L’archeologo James Mellaart, che nel novembre 1952 scoprì Catal Huyuk e diede inizio alla prima serie di scavi, è sempre stato convinto che qui fosse riposta la chiave delle origini della civiltà nel Vicino Oriente e riteneva evidente che questa civiltà neolitica “non fu creata nel corso di una notte, ma rappresenta il culmine di un processo che deve essere cominciato nel Paleolitico superiore (circa 35.000-10.000 a.C.), epoca in cui apparve l’uomo moderno… Numerosi elementi di Catal Huyuk mostrano collegamenti col lontano passato: l’antropologia del nucleo della popolazione, l’usanza di seppellire gli scheletri dopo averli colorati con ocra rossa, le pitture decorative dei santuari con l’uso di frammenti di stalattiti per il culto, a reminiscenza dei primitivi santuari realizzati nelle caverne.” (“Dove nacque la civiltà”, 1981).
A trecento chilometri c’è un insediamento del tardo neolitico (6.000 a.C.) che si chiama Hacilar, in cui dovremmo ritrovare le stesse caratteristiche di Catal Huyuk; invece lì non si dipingevano le pareti, il culto non era praticato in luoghi deputati e i morti non venivano seppelliti all’interno delle abitazioni.L’unica certezza rimaneva il culto della Dea Madre, testimoniato dalle numerose raffigurazioni d’argilla rinvenute.
Mellaart obiettivamente costatava che le conclusioni a cui era giunto erano soltanto “…provvisorie, perché le origini della civiltà neolitica sono ancora oscure… e noi brancoliamo ancora nel buio”.
Non sapeva ancora che vent’anni dopo il collega Klaus Schmidt avrebbe scoperto il più antico luogo sacro dell’Anatolia, ma per ironia della sorte le sue parole continuano a essere di estrema attualità.
Göbekli Tepe, un sito archeologico rinvenuto in Turchia ai confini con la Siria, è da far risalire all’inizio del Neolitico.

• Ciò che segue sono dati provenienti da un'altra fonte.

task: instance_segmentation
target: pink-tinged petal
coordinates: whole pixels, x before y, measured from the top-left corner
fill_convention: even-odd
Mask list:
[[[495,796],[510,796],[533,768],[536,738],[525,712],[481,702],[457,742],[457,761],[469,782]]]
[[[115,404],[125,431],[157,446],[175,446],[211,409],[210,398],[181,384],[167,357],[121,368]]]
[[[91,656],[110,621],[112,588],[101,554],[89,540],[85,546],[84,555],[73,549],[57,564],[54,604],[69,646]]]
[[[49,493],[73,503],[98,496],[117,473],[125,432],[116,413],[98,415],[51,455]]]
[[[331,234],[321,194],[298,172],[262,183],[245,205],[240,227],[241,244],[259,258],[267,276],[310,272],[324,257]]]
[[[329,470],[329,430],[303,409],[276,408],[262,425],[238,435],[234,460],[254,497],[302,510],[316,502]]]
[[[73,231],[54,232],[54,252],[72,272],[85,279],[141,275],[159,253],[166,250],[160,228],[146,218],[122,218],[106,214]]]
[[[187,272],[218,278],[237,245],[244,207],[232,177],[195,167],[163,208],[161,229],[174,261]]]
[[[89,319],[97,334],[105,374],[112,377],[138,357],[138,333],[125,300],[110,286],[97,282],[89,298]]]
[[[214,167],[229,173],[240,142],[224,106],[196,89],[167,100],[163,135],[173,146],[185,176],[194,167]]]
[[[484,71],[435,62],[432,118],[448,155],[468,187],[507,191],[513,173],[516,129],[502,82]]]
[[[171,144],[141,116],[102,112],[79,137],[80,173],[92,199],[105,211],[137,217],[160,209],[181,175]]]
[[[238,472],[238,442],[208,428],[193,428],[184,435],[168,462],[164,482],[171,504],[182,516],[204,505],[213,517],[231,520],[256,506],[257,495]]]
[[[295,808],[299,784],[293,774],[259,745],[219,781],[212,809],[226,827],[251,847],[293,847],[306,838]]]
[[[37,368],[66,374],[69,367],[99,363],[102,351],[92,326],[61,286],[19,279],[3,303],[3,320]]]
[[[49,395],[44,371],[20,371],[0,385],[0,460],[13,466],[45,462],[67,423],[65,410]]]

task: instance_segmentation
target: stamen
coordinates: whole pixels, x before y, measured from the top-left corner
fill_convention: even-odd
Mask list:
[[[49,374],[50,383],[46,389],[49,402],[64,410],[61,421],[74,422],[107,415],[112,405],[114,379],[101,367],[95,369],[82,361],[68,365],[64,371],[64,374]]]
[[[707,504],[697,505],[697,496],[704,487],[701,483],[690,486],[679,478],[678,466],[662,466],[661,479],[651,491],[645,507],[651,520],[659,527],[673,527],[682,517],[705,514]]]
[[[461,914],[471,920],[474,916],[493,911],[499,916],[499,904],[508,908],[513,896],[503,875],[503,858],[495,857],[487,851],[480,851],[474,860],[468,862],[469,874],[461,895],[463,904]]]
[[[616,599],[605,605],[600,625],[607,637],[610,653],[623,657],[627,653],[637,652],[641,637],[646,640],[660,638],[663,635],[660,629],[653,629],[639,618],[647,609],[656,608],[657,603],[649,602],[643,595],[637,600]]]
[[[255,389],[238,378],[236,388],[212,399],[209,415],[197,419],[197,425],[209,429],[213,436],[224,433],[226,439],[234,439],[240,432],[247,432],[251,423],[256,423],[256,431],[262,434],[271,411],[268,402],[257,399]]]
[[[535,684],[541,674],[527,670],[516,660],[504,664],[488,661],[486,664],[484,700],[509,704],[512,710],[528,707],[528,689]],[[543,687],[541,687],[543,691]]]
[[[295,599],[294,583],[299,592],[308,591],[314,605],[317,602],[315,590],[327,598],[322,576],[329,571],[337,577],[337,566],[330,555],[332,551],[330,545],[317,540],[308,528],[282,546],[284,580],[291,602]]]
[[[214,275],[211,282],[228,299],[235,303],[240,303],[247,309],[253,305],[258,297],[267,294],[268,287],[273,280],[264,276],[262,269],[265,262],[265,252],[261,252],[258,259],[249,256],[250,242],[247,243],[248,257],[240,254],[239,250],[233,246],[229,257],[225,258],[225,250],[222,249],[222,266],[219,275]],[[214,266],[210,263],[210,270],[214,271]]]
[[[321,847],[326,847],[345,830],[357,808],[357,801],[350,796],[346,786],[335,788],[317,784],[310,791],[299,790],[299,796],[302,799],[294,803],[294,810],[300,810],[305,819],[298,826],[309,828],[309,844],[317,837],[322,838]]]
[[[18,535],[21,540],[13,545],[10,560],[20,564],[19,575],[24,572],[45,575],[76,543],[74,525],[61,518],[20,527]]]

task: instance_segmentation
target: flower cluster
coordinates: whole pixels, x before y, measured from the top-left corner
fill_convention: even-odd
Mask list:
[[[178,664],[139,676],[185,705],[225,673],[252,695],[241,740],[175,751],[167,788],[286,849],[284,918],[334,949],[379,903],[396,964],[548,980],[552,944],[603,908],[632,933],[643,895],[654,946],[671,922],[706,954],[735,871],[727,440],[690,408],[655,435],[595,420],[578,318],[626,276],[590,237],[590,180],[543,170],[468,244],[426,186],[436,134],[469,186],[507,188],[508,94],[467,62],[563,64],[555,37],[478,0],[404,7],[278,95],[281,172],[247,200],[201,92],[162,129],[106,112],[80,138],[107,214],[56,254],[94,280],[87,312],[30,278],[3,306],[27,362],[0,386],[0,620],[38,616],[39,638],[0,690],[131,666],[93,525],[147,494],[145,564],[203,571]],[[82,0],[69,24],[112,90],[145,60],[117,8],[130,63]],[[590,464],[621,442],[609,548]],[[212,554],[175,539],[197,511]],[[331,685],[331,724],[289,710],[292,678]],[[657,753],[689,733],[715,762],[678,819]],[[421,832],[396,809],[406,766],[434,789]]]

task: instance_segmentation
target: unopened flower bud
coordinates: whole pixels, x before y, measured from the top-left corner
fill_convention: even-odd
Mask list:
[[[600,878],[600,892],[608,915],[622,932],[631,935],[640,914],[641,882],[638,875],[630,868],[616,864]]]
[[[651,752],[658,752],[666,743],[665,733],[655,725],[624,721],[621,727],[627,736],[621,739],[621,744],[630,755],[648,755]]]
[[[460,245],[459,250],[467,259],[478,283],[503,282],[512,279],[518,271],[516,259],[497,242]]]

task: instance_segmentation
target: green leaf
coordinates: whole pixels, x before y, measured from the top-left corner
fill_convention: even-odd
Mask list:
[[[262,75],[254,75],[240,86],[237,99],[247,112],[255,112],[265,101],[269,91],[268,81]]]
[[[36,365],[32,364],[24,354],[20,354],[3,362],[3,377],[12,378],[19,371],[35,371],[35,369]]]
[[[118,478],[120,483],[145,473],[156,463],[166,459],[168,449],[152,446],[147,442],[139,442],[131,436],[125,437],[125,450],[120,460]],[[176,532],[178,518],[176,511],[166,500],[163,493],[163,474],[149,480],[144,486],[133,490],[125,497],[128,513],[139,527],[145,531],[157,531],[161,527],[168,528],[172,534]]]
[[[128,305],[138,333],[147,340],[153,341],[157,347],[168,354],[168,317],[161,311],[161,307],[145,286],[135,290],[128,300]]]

In questa località l’uomo si dannò l’anima per costruire quello che è considerato il più antico santuario megalitico (frequentato tra l’11.500 e l’8.000 a.C.) con pilastri in calcare del peso di dieci tonnellate l’uno posizionati a forma di T per un’altezza di tre metri. Una cinquantina di questi monoliti, quelli finora portati alla luce (le analisi geomagnetiche segnalano la presenza di centinaia di pietre simili ancora sepolte), sono decorati con incisioni in cui riconosciamo serpenti, tori, leoni cinghiali e scorpioni. Le raffigurazioni di questi animali fa pensare a un culto sciamanico simile a quello praticato in Mesopotamia.
È interessante notare che già all’epoca si disponeva di un’organizzazione sociale capace di erigere strutture monumentali, tanto da suggerire un decisivo cambiamento nelle abitudini del nostro antenato anche se non sono state rinvenute abitazioni, piante o animali domestici. Eppure negli strati corrispondenti al tempio megalitico si trovano manufatti in pietra, ossa di animali selvatici, semi di piante selvatiche e legno carbonizzato: indizi confortanti per asserire che vi fu un insediamento stabile.
Verso l’8000 a.C. questo importante luogo di culto venne abbandonato, non prima di aver seppellito tutto con cumuli di terra.
Il direttore di Archeo Andreas M. Steiner è ben conscio delle implicazioni che possono scaturire dalla scoperta del sito di Gobekli Tepe: “Se, come suggeriscono i monumenti di Gobekli Tepe, secoli prima dell’avvento della domesticazione di piante e animali esistevano gruppi di uomini capeggiati da leader carismatici, sacerdoti o stregoni, in grado di organizzare e gestire il potere, allora la nostra idea di come avvenne il passaggio dal Paleolitico al Neolitico deve cambiare radicalmente: l’agricoltura potrebbe essere nata non dalla necessità materiale di fronteggiare una minacciosa crisi alimentare, ma come epifenomeno di un bisogno diverso, quello di ottenere – grazie alla produzione e all’accumulo della nuova ricchezza – uno status sociale da esibire come segno di potere. Potremmo, insomma, trovarci di fronte al primato della politica sull’economia.” (“Archeo” 279, maggio 2008).